ファイルシステムの実態は、格納されているデータ名の一覧です。たんなる文字データの一覧ではなく、構造化されたリストであるため、ファイル群が階層構造で表示されたり、拡張子やデータ容量などをキーワードに検索をかけられたり、アクセス権の制御ができたり、といった色んな工夫が可能です。
カーネルは、HDD/SSDに対するアクセス制御の際、このファイルシステムとも密接に連携をしています。
④デバイス管理
モニターやプリンタ、LANカードやサウンドカードなど、コンピュータに接続された周辺機器にOSがアクセス&制御する際、デバイスドライバと呼ばれるプログラムが経由されます。
アプリがそれら周辺機器を利用するときは、アプリ⇒カーネル⇒デバイスドライバ⇒周辺機器という流れで制御が行なわれています。

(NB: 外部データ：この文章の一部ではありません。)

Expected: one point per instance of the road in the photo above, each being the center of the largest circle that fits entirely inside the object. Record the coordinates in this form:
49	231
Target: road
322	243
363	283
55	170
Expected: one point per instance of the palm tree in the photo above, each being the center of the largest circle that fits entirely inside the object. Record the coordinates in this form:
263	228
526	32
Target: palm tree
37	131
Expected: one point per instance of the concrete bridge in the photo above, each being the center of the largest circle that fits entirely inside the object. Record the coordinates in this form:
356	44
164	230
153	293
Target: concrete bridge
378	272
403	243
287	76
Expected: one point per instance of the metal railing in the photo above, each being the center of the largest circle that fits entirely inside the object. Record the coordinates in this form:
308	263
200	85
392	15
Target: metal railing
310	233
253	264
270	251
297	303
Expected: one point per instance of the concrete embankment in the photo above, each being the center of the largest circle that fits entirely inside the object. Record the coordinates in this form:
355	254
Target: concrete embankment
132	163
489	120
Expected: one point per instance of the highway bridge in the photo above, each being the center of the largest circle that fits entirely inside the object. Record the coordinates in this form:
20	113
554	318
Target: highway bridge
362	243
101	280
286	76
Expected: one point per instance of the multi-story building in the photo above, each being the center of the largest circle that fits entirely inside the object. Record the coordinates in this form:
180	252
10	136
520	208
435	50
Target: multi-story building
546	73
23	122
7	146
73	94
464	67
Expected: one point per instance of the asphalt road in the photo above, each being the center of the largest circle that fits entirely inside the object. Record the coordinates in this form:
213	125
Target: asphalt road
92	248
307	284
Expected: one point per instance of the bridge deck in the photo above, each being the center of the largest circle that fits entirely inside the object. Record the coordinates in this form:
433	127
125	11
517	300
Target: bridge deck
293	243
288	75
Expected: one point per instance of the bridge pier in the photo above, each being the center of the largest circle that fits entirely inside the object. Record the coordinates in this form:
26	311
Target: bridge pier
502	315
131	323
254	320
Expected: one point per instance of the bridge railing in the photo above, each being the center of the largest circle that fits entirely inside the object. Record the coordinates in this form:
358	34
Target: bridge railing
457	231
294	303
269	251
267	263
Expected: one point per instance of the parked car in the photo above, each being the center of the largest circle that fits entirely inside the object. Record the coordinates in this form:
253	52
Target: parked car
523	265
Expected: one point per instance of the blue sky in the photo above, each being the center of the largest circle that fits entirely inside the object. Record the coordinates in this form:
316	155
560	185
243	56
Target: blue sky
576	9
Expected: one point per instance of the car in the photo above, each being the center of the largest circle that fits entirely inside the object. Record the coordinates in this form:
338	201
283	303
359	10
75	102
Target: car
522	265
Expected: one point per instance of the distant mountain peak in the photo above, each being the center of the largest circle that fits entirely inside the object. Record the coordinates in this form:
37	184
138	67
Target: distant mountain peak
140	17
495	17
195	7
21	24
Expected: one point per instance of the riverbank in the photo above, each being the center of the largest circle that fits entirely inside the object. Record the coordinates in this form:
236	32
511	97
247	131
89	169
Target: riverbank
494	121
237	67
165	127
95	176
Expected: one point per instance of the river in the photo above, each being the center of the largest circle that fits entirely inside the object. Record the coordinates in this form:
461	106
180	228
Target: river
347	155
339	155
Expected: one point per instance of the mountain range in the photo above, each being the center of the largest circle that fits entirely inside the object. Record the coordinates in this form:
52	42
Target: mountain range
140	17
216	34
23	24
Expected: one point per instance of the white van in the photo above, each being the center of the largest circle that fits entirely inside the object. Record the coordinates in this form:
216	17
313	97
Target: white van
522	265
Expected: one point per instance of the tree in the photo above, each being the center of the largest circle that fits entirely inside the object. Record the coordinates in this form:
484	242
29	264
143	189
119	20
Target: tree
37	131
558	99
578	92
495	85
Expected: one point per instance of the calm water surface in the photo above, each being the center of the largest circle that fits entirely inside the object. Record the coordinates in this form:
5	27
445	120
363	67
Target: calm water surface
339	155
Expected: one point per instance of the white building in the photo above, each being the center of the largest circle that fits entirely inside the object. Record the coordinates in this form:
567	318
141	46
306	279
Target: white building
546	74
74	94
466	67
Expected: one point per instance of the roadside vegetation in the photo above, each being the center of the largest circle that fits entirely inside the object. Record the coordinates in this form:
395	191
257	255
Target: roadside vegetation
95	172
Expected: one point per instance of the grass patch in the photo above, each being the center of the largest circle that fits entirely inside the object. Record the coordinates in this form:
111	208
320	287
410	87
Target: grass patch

たとえばアプリがモニターに何か表示したい場合、アプリがカーネルに要求し、その要求がディスプレイドライバに送られて、そうしてディスプレイドライバが実際の文字やピクセルの描画を行ないます。
ここでもカーネルは、アプリとハードウェアの間を仲介し、司令官役となっているわけです。
ユーザーインターフェース
OSは、カーネル以外にも多くの機能を備えています。
たとえばユーザーインタフェース。
コンピュータの言語は2進数です。けど人間は、「0101100…!」とコンピュータから言われても、何のことだかわかりません。
そこでOSが人間とコンピュータの間を仲介してくれます。この仲介には2つの方法があります。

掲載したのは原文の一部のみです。